9. A method of treating diabetes in a subject in need thereof which comprises administering to the subject a therapeutically effective amount of the composition of Claim 4.

10. A pharmaceutical composition comprising a therapeutically effective amount of the composition of Claim 1 and a pharmaceutically acceptable carrier.

11. A pharmaceutical composition comprising a therapeutically effective amount of the composition of Claim 4 and a pharmaceutically acceptable carrier.

12. A composition comprising (R)-H-[4-[2-[[2-hydroxy- 2-(pyridm-3-yl)ethyl]amino]ethyl]phenyl]-4-[4-(3-cyclopentylpropyl)-5- tetrazolon-l-yl]benzenesulfonamide and human Ob protein or a derivative thereof; and the pharmaceutically acceptable salts and esters thereof.

13. A method of treating obesity in a subject in need thereof which comprises administering to the subject a therapeutically effective amount of a selective β3 agonist and a compound which modifies feeding behavior.

14. The method of treating obesity of Claim 13, wherein the selective β3 agonist is Compound A, or a pharmaceutically acceptable salt thereof, and the compound which modifies feeding behavior is Ob protein, or a derivative thereof.

15. The method of treating obesity of Claim 14, wherein the selective β3 agonist is the dihydrochloride salt of Compound A and the Ob protein is human Ob protein or a derivative thereof.

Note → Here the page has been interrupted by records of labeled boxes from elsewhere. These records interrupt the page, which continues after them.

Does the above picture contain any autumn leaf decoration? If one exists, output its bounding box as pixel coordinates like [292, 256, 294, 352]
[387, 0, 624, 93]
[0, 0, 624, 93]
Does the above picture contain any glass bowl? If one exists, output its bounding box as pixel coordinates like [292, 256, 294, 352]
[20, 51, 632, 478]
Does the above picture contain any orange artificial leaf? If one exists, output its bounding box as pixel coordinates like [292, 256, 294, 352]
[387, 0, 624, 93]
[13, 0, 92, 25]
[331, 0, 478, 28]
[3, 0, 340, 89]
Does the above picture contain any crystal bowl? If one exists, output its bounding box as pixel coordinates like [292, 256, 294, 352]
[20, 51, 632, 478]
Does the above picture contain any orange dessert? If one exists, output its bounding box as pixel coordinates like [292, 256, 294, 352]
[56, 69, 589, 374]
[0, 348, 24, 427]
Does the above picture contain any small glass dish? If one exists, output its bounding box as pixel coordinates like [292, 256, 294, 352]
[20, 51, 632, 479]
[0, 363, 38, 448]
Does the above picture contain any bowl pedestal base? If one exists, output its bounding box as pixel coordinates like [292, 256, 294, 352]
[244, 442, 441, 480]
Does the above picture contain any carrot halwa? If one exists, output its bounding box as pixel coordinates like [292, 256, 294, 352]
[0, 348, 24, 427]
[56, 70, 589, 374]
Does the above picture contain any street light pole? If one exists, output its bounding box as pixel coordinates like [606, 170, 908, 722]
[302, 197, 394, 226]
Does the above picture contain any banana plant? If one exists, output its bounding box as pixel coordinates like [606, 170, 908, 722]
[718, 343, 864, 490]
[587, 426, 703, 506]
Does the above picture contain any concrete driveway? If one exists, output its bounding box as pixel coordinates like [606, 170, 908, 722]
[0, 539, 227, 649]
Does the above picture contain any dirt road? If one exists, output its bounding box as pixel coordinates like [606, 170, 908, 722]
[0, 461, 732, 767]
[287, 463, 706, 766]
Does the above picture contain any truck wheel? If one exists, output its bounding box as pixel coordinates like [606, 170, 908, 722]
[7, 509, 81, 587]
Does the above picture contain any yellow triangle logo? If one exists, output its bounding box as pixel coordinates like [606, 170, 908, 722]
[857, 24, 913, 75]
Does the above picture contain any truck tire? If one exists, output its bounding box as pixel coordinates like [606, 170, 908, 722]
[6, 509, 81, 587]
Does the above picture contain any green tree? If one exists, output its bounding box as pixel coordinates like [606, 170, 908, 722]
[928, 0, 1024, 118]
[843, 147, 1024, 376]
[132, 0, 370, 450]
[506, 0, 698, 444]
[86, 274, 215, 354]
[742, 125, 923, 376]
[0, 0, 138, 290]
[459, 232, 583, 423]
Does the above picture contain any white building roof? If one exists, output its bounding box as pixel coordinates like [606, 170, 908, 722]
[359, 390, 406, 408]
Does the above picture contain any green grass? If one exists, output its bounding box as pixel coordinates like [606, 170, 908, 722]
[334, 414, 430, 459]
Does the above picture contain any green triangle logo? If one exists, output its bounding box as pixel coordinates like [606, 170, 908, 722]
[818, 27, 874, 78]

16. A method of treating diabetes in a subject in need thereof which comprises administering to the subject a therapeutically effective amount of a selective β3 agonist and a compound which modifies feeding behavior.

17. The method of treating diabetes of Claim 16, wherein the selective β3 agonist is Compound A, or a pharmaceutically acceptable salt thereof, and the compound which modifies feeding behavior is Ob protein, or a derivative thereof.

18. The method of treating diabetes of Claim 17, wherein the selective β3 agonist is the dihydrochloride salt of Compound A and the Ob protein is human Ob protein or a derivative thereof.

19. A pharmaceutical composition made by combining a selective β3 agonist, a compound which modifies feeding behavior and a pharmaceutically acceptable carrier.

20. A process for making a pharmaceutical composition which comprises combining a selective β3 agonist, a compound which modifies feeding behavior and a pharmaceutically acceptable carrier.